Safety data were evaluated in 526 patients with relapsed or refractory myeloma who received single-agent Kyprolis-there were 37 deaths in the Phase II studies (7% of the patients). The most common causes of death, other than disease progression, were cardiac events, end-organ failure, and infection.

 

Important warnings and precautions include cardiac arrest, congestive heart failure, myocardial ischemia, pulmonary hypertension, pulmonary complications, infusion reactions, tumor lysis syndrome, thrombocytopenia, hepatic toxicity, and embryo-fetal toxicity.

 

Death due to cardiac arrest occurred within a day of Kyprolis administration. Patients with New York Heart Association Class III and IV heart failure, myocardial infarction in the preceding six months and conduction abnormalities uncontrolled by medications were not eligible for the clinical trials.
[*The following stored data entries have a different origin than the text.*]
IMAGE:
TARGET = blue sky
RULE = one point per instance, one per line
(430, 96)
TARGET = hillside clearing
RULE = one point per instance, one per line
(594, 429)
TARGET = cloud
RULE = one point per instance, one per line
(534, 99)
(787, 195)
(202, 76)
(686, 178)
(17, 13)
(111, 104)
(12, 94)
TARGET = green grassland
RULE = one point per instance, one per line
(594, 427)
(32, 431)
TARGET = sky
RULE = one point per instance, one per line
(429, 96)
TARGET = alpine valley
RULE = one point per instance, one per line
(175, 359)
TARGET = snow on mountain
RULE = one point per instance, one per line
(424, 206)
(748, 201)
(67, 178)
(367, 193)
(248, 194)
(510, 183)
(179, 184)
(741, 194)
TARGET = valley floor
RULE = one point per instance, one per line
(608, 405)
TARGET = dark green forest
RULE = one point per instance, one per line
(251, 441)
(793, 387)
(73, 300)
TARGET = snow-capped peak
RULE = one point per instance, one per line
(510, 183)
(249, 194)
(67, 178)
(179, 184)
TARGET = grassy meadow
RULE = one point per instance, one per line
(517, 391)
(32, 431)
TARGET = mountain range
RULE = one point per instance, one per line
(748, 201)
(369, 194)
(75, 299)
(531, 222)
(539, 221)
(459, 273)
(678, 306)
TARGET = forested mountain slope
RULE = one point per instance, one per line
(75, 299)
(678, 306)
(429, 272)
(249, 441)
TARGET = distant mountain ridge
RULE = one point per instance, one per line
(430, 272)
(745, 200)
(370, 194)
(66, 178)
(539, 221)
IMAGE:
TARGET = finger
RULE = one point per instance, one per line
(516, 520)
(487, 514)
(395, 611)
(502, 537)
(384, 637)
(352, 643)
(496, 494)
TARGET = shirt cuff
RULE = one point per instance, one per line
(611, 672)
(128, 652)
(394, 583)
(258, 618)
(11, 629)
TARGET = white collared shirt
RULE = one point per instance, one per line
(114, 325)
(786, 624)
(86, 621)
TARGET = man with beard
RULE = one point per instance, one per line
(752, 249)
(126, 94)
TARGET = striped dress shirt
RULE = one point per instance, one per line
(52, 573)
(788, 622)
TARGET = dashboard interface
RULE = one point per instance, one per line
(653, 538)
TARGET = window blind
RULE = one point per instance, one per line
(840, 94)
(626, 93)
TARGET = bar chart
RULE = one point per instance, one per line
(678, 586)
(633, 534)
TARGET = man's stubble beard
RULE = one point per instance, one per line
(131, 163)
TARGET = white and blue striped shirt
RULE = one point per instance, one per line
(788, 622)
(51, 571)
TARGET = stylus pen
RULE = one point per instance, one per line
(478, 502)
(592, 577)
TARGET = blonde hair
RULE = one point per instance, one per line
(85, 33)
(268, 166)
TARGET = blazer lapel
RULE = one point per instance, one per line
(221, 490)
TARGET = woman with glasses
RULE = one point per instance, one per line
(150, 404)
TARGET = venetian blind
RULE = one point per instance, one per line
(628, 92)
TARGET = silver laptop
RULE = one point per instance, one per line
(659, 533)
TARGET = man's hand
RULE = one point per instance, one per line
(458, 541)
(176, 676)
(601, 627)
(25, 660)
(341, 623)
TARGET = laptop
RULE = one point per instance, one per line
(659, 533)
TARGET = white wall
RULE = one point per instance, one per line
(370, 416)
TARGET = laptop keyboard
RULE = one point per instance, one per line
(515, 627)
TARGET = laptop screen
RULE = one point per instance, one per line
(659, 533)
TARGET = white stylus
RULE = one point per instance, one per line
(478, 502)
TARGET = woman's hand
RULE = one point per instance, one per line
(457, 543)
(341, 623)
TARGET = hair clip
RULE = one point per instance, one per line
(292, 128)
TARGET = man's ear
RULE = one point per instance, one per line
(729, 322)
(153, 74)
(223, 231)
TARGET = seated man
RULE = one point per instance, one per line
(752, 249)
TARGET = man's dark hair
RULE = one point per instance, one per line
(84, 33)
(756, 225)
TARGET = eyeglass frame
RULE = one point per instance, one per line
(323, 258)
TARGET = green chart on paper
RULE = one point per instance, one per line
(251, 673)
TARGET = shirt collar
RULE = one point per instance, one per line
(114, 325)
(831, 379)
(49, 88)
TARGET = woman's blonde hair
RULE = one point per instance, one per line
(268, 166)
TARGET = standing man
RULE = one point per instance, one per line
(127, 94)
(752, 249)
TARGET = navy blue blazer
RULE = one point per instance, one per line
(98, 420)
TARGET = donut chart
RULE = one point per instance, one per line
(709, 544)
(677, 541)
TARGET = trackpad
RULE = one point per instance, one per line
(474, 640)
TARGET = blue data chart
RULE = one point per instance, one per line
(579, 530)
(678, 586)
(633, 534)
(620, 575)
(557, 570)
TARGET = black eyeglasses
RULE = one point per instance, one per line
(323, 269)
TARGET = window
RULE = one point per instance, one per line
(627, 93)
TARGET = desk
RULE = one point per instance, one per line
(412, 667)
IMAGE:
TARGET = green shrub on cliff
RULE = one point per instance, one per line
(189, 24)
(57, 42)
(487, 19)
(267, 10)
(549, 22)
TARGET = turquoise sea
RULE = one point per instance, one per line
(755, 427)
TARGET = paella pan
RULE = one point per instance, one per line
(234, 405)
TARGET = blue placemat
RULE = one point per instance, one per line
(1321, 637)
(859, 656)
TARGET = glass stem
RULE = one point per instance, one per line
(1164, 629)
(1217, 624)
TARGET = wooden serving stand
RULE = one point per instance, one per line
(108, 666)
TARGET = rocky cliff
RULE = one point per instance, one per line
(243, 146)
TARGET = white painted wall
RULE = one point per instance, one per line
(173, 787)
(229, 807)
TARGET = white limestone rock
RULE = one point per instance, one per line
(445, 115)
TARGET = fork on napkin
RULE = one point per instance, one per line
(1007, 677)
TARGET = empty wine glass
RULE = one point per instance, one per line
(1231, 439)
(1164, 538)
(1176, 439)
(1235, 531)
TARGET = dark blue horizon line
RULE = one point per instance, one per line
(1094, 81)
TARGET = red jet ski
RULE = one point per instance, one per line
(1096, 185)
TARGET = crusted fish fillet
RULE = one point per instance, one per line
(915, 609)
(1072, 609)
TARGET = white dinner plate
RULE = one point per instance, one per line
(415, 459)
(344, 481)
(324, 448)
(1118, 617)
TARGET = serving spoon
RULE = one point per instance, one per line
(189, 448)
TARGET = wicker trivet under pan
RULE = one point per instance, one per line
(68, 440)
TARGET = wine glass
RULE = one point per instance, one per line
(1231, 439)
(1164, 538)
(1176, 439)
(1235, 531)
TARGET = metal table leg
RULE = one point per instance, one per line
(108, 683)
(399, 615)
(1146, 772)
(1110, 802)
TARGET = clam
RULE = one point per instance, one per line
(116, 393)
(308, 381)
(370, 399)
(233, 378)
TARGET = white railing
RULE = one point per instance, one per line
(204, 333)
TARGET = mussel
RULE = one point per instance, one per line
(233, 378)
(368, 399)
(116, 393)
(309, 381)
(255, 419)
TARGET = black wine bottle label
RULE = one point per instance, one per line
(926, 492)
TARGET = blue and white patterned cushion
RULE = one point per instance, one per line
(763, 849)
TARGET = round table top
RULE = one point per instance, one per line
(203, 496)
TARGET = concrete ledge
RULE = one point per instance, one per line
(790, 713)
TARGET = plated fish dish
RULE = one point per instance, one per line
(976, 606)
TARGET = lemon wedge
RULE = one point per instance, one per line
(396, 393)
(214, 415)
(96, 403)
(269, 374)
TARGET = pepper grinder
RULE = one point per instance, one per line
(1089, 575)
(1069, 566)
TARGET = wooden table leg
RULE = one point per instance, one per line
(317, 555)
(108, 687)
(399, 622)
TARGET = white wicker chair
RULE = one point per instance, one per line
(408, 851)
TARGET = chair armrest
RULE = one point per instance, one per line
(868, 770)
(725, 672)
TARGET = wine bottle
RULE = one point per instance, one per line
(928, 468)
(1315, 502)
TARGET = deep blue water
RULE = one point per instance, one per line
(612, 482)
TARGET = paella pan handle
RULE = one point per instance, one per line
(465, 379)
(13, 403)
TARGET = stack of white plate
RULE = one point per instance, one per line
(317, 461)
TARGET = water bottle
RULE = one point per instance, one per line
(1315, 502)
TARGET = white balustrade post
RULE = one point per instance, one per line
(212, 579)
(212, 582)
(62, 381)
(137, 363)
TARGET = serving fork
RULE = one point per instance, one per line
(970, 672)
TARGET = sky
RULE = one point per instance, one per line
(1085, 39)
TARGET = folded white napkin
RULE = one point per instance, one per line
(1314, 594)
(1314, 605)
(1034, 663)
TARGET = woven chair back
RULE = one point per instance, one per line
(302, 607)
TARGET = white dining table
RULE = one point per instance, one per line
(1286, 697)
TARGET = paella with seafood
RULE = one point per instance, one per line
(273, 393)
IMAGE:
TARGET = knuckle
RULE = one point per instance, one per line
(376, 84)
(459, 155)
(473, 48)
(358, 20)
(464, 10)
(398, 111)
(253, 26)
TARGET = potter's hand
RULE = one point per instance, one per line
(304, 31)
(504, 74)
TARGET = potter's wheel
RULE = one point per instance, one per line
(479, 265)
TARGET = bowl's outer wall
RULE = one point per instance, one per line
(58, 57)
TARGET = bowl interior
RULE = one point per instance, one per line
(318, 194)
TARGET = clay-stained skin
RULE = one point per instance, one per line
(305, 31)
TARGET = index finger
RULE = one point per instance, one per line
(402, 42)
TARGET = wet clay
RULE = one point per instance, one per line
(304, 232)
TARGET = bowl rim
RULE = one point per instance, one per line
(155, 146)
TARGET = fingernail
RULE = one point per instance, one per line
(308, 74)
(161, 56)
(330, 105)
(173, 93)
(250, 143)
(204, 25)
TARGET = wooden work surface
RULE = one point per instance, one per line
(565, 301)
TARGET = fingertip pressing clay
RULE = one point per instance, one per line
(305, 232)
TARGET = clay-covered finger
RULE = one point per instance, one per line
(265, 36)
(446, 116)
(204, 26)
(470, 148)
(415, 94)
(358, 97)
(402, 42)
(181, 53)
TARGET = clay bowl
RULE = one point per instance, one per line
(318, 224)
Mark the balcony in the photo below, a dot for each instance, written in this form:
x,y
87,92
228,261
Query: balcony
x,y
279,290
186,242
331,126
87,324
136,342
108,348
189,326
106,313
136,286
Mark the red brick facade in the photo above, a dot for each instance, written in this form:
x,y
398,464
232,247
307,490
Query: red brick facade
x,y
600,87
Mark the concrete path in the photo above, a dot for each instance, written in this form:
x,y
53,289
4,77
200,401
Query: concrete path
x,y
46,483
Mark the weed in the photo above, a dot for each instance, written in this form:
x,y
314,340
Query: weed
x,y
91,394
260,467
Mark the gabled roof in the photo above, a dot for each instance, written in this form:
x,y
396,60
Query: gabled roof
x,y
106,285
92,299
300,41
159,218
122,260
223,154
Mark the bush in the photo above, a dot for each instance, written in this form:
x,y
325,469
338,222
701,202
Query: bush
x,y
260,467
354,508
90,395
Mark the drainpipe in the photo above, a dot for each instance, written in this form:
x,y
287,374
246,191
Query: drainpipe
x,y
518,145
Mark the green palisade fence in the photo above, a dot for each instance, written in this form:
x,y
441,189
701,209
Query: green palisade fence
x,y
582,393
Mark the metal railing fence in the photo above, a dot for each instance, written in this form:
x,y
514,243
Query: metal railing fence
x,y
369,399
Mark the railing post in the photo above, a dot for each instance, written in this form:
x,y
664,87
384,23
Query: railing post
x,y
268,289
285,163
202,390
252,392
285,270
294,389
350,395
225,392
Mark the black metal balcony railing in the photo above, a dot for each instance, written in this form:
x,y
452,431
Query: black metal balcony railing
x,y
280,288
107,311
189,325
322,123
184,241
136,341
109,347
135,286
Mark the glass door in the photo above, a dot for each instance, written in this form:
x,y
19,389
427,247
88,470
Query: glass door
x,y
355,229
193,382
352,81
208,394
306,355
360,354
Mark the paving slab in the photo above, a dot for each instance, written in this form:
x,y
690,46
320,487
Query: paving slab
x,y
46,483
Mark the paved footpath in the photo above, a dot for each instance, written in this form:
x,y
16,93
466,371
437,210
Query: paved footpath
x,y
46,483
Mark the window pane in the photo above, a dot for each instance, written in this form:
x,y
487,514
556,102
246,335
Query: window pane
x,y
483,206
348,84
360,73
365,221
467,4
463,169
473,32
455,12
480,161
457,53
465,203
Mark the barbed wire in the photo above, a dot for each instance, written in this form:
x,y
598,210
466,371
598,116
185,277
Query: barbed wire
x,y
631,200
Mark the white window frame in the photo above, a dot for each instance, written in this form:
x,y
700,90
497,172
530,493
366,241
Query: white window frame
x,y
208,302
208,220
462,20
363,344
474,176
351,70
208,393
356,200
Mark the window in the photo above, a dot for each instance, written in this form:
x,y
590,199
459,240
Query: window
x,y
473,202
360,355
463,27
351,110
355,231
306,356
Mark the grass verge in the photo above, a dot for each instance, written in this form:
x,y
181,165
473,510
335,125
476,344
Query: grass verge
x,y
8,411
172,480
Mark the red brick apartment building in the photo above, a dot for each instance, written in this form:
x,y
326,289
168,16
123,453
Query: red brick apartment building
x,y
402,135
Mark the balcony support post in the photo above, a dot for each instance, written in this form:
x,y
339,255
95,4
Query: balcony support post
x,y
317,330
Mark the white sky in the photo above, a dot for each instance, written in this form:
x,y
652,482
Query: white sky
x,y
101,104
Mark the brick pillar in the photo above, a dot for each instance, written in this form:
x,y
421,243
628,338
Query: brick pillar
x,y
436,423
These patients may be at greater risk for cardiac complications, noted a news release from the drug's manufacturer, Onyx Pharmaceuticals, Inc.

 

The most common serious adverse reactions were pneumonia, acute renal failure, pyrexia, and congestive heart failure. The most common adverse reactions (an incidence of 30 percent or greater) observed in clinical trials of patients with multiple myeloma were fatigue, anemia, nausea, thrombocytopenia, dyspnea, diarrhea, and pyrexia. Serious adverse reactions were reported in 45 percent of patients.